Retirement and community living
Ryman Healthcare’s Continuum of Care fills its expanding villages

“The continuum of care model is better for the retirement living business because it opens up a new, untapped market, and it’s better for the aged care side because occupancy is higher. All the care centres at our mature villages are full” said Cam Holland, CEO of Ryman Healthcare, at the RLC conference last month.

26% of retirement village operators who formed the 2022 PwC / Property Council Retirement Census have co-located facilities.

Ryman Healthcare builds retirement villages with aged care on the same site and now offers Home Care

The SOURCE asked Ryman to verify the success of continuum of care.
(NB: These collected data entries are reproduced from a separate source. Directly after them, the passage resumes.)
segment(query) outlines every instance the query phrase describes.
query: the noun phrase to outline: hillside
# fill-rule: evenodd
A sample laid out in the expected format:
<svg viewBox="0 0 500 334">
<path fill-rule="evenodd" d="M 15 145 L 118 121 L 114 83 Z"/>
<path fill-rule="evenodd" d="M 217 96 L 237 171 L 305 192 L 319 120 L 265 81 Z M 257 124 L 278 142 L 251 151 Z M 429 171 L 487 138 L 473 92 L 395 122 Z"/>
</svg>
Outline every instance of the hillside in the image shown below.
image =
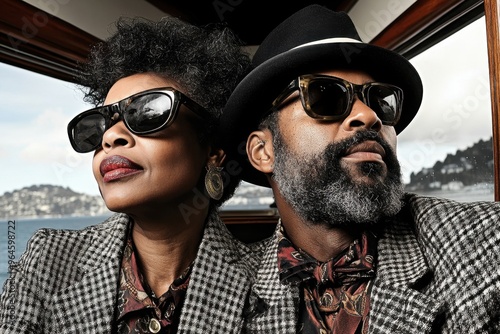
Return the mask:
<svg viewBox="0 0 500 334">
<path fill-rule="evenodd" d="M 453 190 L 475 184 L 493 183 L 493 141 L 480 140 L 465 150 L 448 154 L 431 168 L 412 173 L 409 191 Z"/>
<path fill-rule="evenodd" d="M 100 196 L 53 185 L 33 185 L 0 196 L 0 218 L 95 216 L 108 214 Z"/>
<path fill-rule="evenodd" d="M 493 184 L 492 139 L 475 143 L 465 150 L 448 154 L 431 168 L 412 173 L 407 191 L 454 191 L 463 187 Z M 273 203 L 268 188 L 242 183 L 225 205 L 226 210 L 265 209 Z M 62 217 L 107 215 L 109 210 L 100 196 L 77 193 L 54 185 L 33 185 L 0 196 L 0 218 Z"/>
</svg>

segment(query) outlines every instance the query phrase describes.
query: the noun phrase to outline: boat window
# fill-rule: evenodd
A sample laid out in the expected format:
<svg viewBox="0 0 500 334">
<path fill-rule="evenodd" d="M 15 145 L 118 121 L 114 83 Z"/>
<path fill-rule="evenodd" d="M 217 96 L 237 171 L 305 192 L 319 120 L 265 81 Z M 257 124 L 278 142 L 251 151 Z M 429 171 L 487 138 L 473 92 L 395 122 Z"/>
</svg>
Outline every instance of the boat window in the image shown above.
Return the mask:
<svg viewBox="0 0 500 334">
<path fill-rule="evenodd" d="M 58 185 L 99 195 L 92 154 L 78 154 L 66 132 L 76 114 L 90 108 L 73 83 L 0 63 L 0 195 L 33 185 Z M 8 79 L 4 79 L 8 78 Z M 33 203 L 26 202 L 27 206 Z M 23 208 L 13 208 L 19 217 Z"/>
<path fill-rule="evenodd" d="M 398 136 L 406 189 L 458 201 L 494 200 L 484 16 L 411 59 L 424 98 Z"/>
<path fill-rule="evenodd" d="M 406 190 L 458 201 L 494 200 L 488 53 L 484 16 L 413 57 L 424 98 L 398 136 Z M 242 183 L 226 210 L 267 209 L 268 188 Z"/>
<path fill-rule="evenodd" d="M 398 136 L 406 189 L 459 201 L 494 200 L 492 121 L 484 17 L 413 57 L 424 99 Z M 37 184 L 99 195 L 92 154 L 77 154 L 66 124 L 89 108 L 72 83 L 0 63 L 0 194 Z M 223 210 L 272 207 L 269 188 L 243 182 Z M 19 210 L 19 208 L 16 208 Z"/>
</svg>

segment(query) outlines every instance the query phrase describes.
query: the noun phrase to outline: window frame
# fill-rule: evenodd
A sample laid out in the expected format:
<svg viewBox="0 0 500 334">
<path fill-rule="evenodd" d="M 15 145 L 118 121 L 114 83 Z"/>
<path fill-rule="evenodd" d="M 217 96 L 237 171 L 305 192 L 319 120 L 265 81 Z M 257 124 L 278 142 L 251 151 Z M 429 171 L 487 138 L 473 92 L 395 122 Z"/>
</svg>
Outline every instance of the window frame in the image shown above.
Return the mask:
<svg viewBox="0 0 500 334">
<path fill-rule="evenodd" d="M 495 201 L 500 201 L 500 41 L 497 0 L 419 0 L 371 43 L 407 58 L 425 51 L 485 15 L 488 38 L 490 96 L 495 175 Z M 68 82 L 77 64 L 100 39 L 24 1 L 3 0 L 0 11 L 0 61 Z M 248 212 L 242 213 L 248 217 Z M 225 215 L 242 221 L 234 212 Z M 274 215 L 257 212 L 267 220 Z"/>
</svg>

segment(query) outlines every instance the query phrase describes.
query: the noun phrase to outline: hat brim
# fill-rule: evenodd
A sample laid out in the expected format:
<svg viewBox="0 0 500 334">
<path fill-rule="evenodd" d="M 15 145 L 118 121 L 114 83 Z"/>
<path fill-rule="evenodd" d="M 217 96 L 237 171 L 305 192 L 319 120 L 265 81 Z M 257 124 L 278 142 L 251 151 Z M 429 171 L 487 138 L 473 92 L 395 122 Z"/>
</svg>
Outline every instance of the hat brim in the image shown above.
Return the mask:
<svg viewBox="0 0 500 334">
<path fill-rule="evenodd" d="M 265 175 L 248 161 L 248 135 L 257 129 L 261 115 L 290 83 L 302 74 L 339 68 L 364 71 L 374 80 L 403 89 L 402 115 L 395 126 L 399 134 L 415 117 L 422 102 L 422 82 L 411 63 L 401 55 L 365 43 L 328 43 L 294 48 L 254 68 L 236 87 L 224 110 L 221 127 L 228 158 L 239 163 L 244 181 L 269 187 Z"/>
</svg>

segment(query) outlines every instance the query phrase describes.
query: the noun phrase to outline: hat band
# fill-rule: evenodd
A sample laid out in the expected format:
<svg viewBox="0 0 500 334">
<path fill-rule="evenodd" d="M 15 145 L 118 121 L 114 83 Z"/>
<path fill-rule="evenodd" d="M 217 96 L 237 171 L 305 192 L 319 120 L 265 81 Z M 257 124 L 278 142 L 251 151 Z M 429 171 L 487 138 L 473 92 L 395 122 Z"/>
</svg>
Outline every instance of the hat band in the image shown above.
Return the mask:
<svg viewBox="0 0 500 334">
<path fill-rule="evenodd" d="M 302 48 L 304 46 L 310 46 L 310 45 L 334 44 L 334 43 L 363 43 L 363 42 L 362 41 L 358 41 L 357 39 L 354 39 L 354 38 L 334 37 L 334 38 L 320 39 L 318 41 L 314 41 L 314 42 L 309 42 L 309 43 L 305 43 L 305 44 L 302 44 L 302 45 L 298 45 L 298 46 L 292 48 L 291 50 Z"/>
</svg>

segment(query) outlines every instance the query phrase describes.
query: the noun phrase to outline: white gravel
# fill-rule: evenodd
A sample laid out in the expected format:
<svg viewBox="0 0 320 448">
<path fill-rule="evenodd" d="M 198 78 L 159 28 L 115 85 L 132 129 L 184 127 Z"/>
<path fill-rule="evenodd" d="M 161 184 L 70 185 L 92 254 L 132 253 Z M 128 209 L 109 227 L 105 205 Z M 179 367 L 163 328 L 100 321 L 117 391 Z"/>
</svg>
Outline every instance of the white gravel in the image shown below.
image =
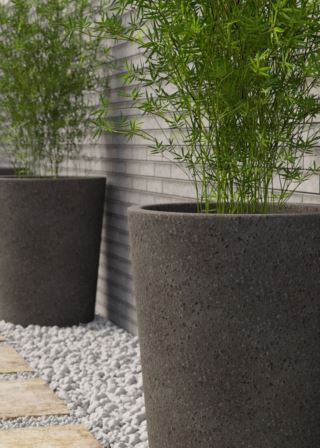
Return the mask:
<svg viewBox="0 0 320 448">
<path fill-rule="evenodd" d="M 0 334 L 64 399 L 71 416 L 0 419 L 0 428 L 83 423 L 103 448 L 148 448 L 138 338 L 97 317 L 68 328 L 0 321 Z"/>
</svg>

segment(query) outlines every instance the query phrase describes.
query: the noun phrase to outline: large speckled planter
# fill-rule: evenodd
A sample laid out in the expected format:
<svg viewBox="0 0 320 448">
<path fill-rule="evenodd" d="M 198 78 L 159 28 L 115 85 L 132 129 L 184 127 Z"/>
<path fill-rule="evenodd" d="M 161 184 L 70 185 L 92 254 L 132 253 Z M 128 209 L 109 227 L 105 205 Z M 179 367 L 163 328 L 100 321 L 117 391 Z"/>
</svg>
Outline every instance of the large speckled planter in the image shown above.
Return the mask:
<svg viewBox="0 0 320 448">
<path fill-rule="evenodd" d="M 0 177 L 0 320 L 93 319 L 105 184 Z"/>
<path fill-rule="evenodd" d="M 320 207 L 129 223 L 150 448 L 317 448 Z"/>
</svg>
  • The final stage at Ryman Healthcare’s John Flynn Retirement Village in Melbourne had all 104 independent apartments pre-sold off the plans six months prior to completion.
  • Demand for Deborah Cheetham Retirement Village in Ocean Grove was so strong Ryman Healthcare bought an additional 2.35ha block of land in 2021 to expand it.
  • The first release of 24 assisted living suites (serviced apartments) at Deborah Cheetham sold in less than two months this year.
  • Care centre occupancy at our mature villages is consistently at 100%, compared with the 89% average in StewartBrown’s recent survey.

“In New Zealand around 15% of people over 75 live in retirement villages – that’s a massive number – and virtually all of them are continuum of care. The retirement village penetration rate in Australia is less than half that.”

The SOURCE: Two elements Cam did not mention is that continuum of care needs scale to deliver, meaning up front capital investment plus a bigger workforce, but the efficiencies in marketing and shared services across village and care facilities deliver real profits to the bottom line, which translates into sustainability.